The Jetti people aren’t going to save us. And I don’t know enough about markets and technology to guess about the company’s future. But they are on to something. Luxury car-maker BMW seems to think so, too. They just dumped a bunch of money in Jetti’s lap. BMW wants to electrify their fleet. They say that half their cars will be EVs by 2030. That’s going to take a lot of copper!

Copa Mundial

There have been 21 World Cups since 1930. This one is the 22nd. Eight nations have hosted the trophy. Five of those countries are from Western Europe: Germany (4), Italy (4), France (2), Spain (1), and England (1). That’s twelve of the twenty-one winners. South America has produced the other nine winners: Brazil (5), Argentina (2), and Uruguay (2).

So it’s not the World Cup. It’s the Western Europe-v.-South America soccer tournament!

No Asian team has ever won. Nor has an African team. This year we will see Senegal reach the knockout phase (the final 16 teams). Other teams like Japan, Ghana, Cameroon, Iran, and Tunisia are still in the hunt. North America (USA-Canada-Mexico) has never had a winner. This year both Mexico and USA are still in contention. Perennial favorites like Brazil and France are expected to take the trophy home this year, however. The big countries with a long history of competition are most likely to win. We will probably get another repeat champion—one of the “elite eight” past winners.

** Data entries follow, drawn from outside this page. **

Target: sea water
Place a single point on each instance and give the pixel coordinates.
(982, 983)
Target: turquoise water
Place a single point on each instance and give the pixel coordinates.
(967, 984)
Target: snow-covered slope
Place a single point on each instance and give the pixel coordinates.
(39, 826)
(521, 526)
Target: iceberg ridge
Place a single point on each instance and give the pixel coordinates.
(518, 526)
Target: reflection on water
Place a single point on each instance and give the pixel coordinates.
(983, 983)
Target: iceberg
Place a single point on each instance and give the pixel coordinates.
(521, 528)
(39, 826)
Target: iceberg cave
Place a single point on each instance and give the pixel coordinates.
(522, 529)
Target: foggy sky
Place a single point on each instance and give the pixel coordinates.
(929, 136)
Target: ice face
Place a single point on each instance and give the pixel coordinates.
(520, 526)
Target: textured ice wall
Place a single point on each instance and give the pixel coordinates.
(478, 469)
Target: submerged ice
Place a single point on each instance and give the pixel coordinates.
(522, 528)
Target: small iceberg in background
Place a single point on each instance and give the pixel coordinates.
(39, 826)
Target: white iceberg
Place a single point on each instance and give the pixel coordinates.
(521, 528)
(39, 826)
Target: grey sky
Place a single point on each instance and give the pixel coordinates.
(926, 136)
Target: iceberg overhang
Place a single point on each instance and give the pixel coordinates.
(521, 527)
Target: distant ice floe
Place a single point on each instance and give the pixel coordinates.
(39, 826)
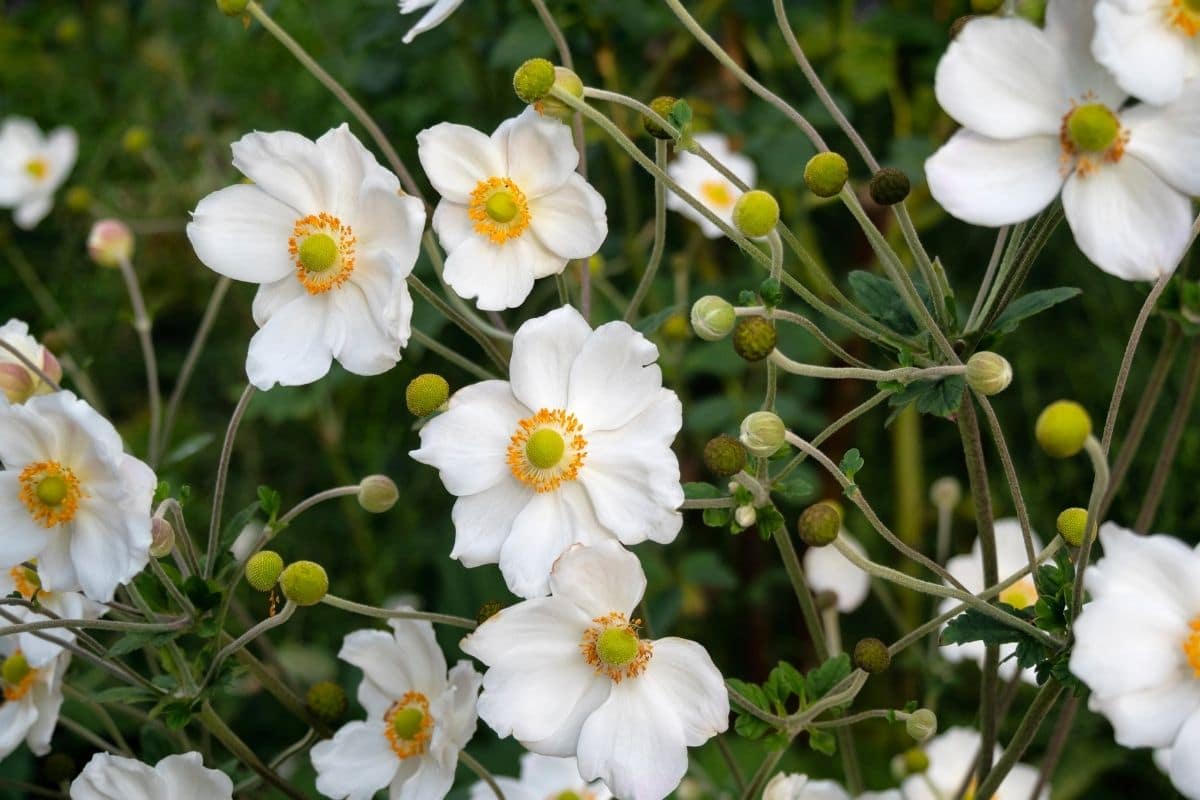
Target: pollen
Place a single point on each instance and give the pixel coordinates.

The 2026 World Cup will feature 48 teams, up from the usual 32. FIFA (world football’s governing body) recognizes over 200 nations! Maybe by 2030 (the 100th anniversary of the World Cup) we’ll get a winner that hasn’t won before. Or maybe we’ll get a surprise in Qatar this time. I think that would be a good thing for the “World” Cup, don’t you?

Nickel, #28

The United States nickel, or five-cent piece, is made of an alloy called cupronickel. It’s 75% copper and 25% nickel. These days the melt value of the coin exceeds the face value. According to coinapps.com I can get six cents for my nickel! Apparently this is not allowed. You can’t melt US-minted coins and sell the metal.

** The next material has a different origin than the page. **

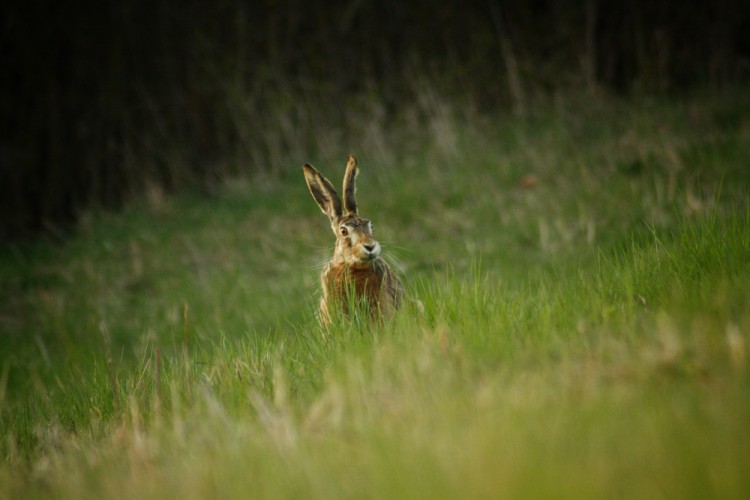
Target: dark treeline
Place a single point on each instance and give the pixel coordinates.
(102, 98)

Nickels aren’t very useful or convenient any more. Neither are most coins but we still pound out billions of them each year.

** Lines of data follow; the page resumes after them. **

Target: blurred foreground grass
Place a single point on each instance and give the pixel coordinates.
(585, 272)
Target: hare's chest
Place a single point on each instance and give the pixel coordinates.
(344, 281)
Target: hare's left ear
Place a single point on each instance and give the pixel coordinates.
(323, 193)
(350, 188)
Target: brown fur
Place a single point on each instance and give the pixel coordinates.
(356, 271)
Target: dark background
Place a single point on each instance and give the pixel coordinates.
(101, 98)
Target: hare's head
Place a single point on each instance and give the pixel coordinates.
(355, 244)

The element Nickel—atomic number 28 and symbol Ni—is used in a lot more things than coins. Mostly it is alloyed with iron (in small quantities) to make stainless steels. Alnico magnets (Al-Ni-Co, aluminum-nickel-cobalt) are another important use. And we are all familiar with Ni-Cd or “nicad” (nickel-cadmium) rechargeable batteries. We can’t get through the day without using steel products and portable electronics.

Worldwide 2.7 million metric tons of nickel were produced in 2021. That’s up from 1.6 M in 2010. Indonesia and the Philippines are the top exporters. China is the largest consumer as they have a massive steel industry.

Nickel is a shiny, durable, and corrosion-resistant metal. It is substituted for silver and is also used to electroplate other metals to provide a tougher, more attractive finish. Nickel compounds can be very colorful and some make lovely solutions in the test tube.